La symbolique est forte. Cette installation va rencontrer 3 propositions d'exposition à l'occasion d'événements parisiens (le mariage pour tous, le projet d'élimination des cadenas des amoureux du pont des Arts, un événement MLF...). Sauf que l'intransigeante Mireille Honeïn n'accepte pas qu'on utilise ses œuvres pour des causes ou dans des conditions qui ne collent pas à sa vision, son ressenti profond. Elle les refuse en bloc et garde son installation non dévoilée.

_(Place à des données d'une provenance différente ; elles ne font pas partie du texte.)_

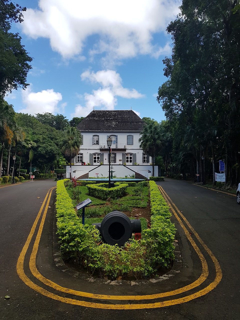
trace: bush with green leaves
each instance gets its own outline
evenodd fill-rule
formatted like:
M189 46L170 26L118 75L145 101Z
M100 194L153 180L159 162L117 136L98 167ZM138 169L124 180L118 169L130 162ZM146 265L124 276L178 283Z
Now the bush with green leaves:
M57 233L64 257L74 258L92 275L96 271L101 277L108 276L112 279L126 275L137 279L148 278L159 266L169 265L174 258L175 228L167 216L166 204L154 187L154 181L150 181L154 209L151 228L143 230L140 240L129 239L127 245L119 247L102 243L96 228L82 224L65 187L68 180L58 181L56 191Z
M164 181L164 177L149 177L149 180L153 181Z
M10 180L11 180L11 177L7 176L4 176L2 177L2 181L3 183L7 183L9 182Z
M113 188L106 188L108 183L98 183L96 185L87 185L88 193L92 196L101 199L110 198L115 199L120 198L125 193L128 185L126 184L121 184ZM105 187L106 186L106 187Z

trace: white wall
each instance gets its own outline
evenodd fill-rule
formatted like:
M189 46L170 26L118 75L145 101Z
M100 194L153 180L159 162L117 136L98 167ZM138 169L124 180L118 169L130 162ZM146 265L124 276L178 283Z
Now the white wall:
M67 168L70 168L69 166L67 166ZM131 169L131 170L130 170ZM110 169L111 170L111 169ZM113 171L115 172L113 173L113 175L115 175L117 178L125 178L125 175L127 175L128 177L132 175L134 172L140 173L142 175L148 179L149 177L152 176L152 167L151 165L129 165L126 166L124 165L114 165L113 164ZM99 173L98 177L108 177L109 170L109 165L103 165L100 166L95 165L75 165L72 166L72 176L76 177L77 178L84 174L89 172L89 177L97 177L96 173ZM76 170L76 172L73 171ZM148 172L148 170L151 172ZM156 176L157 174L158 166L154 166L155 175ZM67 178L69 177L69 173L67 172L66 173Z
M122 159L122 153L132 153L136 154L136 162L140 165L143 164L142 163L142 150L139 148L139 143L138 140L140 137L139 132L82 132L82 134L83 136L83 144L81 146L79 151L80 153L83 154L83 161L87 164L90 162L90 153L104 153L104 164L108 164L108 155L109 149L107 143L107 137L109 135L112 134L116 134L117 136L118 148L122 148L124 145L126 146L126 151L116 151L115 150L114 146L113 145L112 147L112 152L116 153L116 161L115 165L116 164L124 164L124 162L123 161L119 161ZM93 145L92 136L94 135L98 135L99 136L99 145ZM133 136L133 145L127 145L127 136L129 134L132 135ZM106 151L100 151L100 146L105 146ZM152 162L151 157L149 157L149 164ZM75 164L76 164L75 163ZM134 165L133 164L133 165Z

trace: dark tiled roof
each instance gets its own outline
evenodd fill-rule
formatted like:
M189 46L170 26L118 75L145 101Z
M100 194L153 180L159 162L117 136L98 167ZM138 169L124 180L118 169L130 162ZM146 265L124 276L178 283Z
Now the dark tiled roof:
M132 110L93 110L77 127L81 131L141 131L143 124Z

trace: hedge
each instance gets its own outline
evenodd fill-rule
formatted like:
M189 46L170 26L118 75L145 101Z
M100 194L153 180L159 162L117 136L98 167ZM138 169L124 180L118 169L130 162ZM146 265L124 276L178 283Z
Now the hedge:
M167 205L154 188L155 182L150 181L151 205L154 208L151 228L142 232L140 240L129 239L128 245L121 247L101 243L96 228L82 224L65 187L69 181L57 183L57 233L64 258L74 258L92 274L96 270L100 277L112 278L126 274L137 279L148 277L160 266L169 266L174 258L175 228L166 216Z
M101 199L107 199L110 198L115 199L122 197L126 193L127 184L121 183L113 188L108 188L108 183L98 183L96 185L87 184L86 185L88 193L92 196Z
M164 181L164 177L149 177L149 180L153 181Z

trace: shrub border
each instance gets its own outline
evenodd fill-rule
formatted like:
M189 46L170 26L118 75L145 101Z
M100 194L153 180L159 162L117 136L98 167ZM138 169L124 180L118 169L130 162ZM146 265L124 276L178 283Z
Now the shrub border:
M126 251L117 246L98 245L100 241L98 230L92 226L83 226L76 214L64 186L69 181L58 181L56 190L57 233L62 254L66 258L79 259L92 271L100 267L104 274L113 277L129 271L148 277L156 271L157 265L166 267L174 259L175 226L169 219L171 214L166 212L167 205L154 181L149 182L151 227L143 231L140 241L130 240L131 245ZM130 253L138 255L141 265L130 265Z

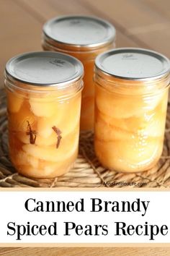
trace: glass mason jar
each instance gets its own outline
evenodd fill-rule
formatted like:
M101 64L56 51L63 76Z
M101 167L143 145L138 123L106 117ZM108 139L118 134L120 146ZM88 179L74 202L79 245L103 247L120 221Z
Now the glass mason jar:
M169 61L140 48L117 48L95 61L94 146L101 163L122 172L150 169L163 149Z
M115 29L104 20L86 16L63 16L48 20L43 27L42 48L66 53L84 67L81 129L93 129L96 56L115 47Z
M78 153L83 65L54 52L17 56L6 65L9 145L19 173L53 178Z

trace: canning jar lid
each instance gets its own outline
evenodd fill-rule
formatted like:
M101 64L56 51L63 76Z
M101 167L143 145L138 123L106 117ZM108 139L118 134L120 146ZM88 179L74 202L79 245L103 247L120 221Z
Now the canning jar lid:
M154 80L167 77L169 59L156 51L137 48L120 48L99 54L95 67L101 76L128 80Z
M37 51L12 58L6 64L5 72L11 82L35 85L39 90L42 87L60 90L80 80L84 68L81 61L69 55Z
M104 20L91 16L61 16L43 26L45 40L74 51L98 48L113 42L115 29Z

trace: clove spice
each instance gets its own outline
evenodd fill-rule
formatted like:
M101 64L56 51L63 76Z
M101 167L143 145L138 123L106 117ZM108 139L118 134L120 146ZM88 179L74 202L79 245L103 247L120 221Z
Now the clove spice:
M61 136L61 131L60 130L60 129L57 128L55 126L53 126L52 127L52 129L53 129L53 131L57 134L58 135L58 140L57 140L57 144L56 144L56 148L59 148L60 143L61 143L61 140L62 139L62 136Z
M35 140L36 140L36 137L37 137L37 132L32 129L31 125L30 125L29 121L27 121L27 122L28 132L26 132L26 135L30 136L30 144L35 144Z

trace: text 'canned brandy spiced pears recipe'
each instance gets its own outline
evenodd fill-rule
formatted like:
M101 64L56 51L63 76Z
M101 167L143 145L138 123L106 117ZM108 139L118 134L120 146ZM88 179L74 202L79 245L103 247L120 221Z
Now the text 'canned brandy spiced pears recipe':
M168 234L167 225L157 225L148 221L143 221L138 225L128 224L125 221L114 221L114 213L138 213L139 216L146 216L150 207L151 202L136 198L135 200L109 201L101 198L91 197L88 201L89 213L112 213L113 218L111 224L111 231L113 236L146 236L148 240L154 241L157 235L166 236ZM35 213L85 213L86 211L84 199L77 201L42 201L35 198L28 198L24 202L24 209L32 214ZM79 213L80 214L80 213ZM58 216L58 215L56 215ZM100 222L100 221L98 221ZM58 221L52 221L50 225L32 225L30 221L24 224L18 224L10 221L7 224L7 235L14 236L17 241L22 240L24 236L58 236L62 232L63 236L107 236L109 230L107 223L99 223L83 225L81 221L63 221L62 230L58 228Z

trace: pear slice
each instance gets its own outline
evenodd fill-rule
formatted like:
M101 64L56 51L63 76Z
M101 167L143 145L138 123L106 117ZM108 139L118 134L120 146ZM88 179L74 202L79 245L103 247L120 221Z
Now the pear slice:
M21 108L24 98L16 93L7 90L7 106L8 110L11 113L17 113Z
M138 97L115 94L99 86L96 90L96 104L99 110L113 118L129 118L153 110L164 98L164 93Z
M101 142L96 140L95 151L102 165L120 171L140 171L148 169L160 158L162 140L134 140Z

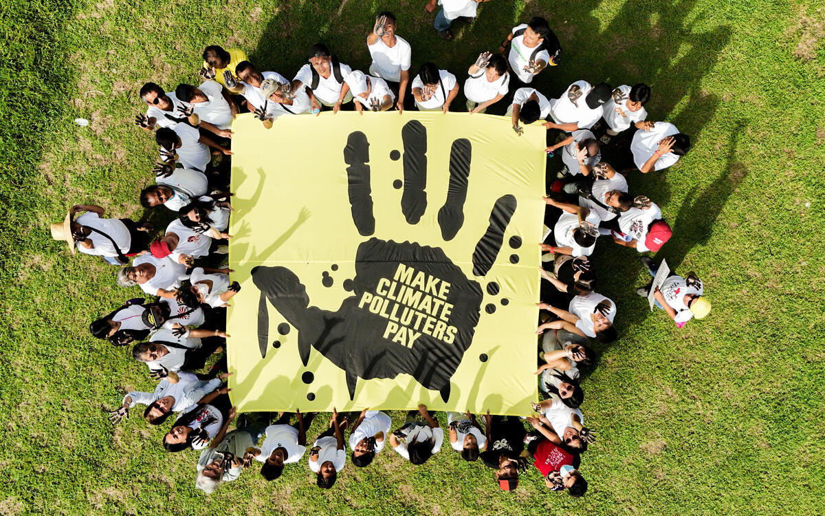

Jusqu'à ce que son amie Nada Abi Saleh, directrice de la boîte de pub Leo Burnett, lui envoie 4 photos (signées Patrick Baz) de la campagne de soutien à l'association Abaad, qui milite pour l'abolition de l'article 522 du code pénal libanais. Une loi profondément inique envers les femmes puisqu'elle suspend les poursuites à l'encontre d'un violeur si celui-ci épouse sa victime. « J'y ai répondu par 4 photos de ma série de robes de mariée à nœud de pendu. La convergence était évidente. Lorsque Nada Abi Saleh m'a proposé d'exposer ces robes dans le cadre de cette campagne, j'ai tout de suite accepté. L'installation trouvait enfin sa destination et son rôle. Et mes deux causes favorites, à savoir l'engagement pour le Liban et la cause féministe, se rencontraient enfin sur le sol de mon pays », exulte Mireille Honeïn. Parions que l'œuvre réussira à exprimer l'effet pervers de cette loi 522, contre de laquelle tout un chacun est convié à se soulever. En participant notamment à l'événement qui se tiendra autour de l'installation ce samedi 22 avril, à 11h.

 

*L'installation sera exposée demain samedi 22 avril à Aïn el-Mreisseh.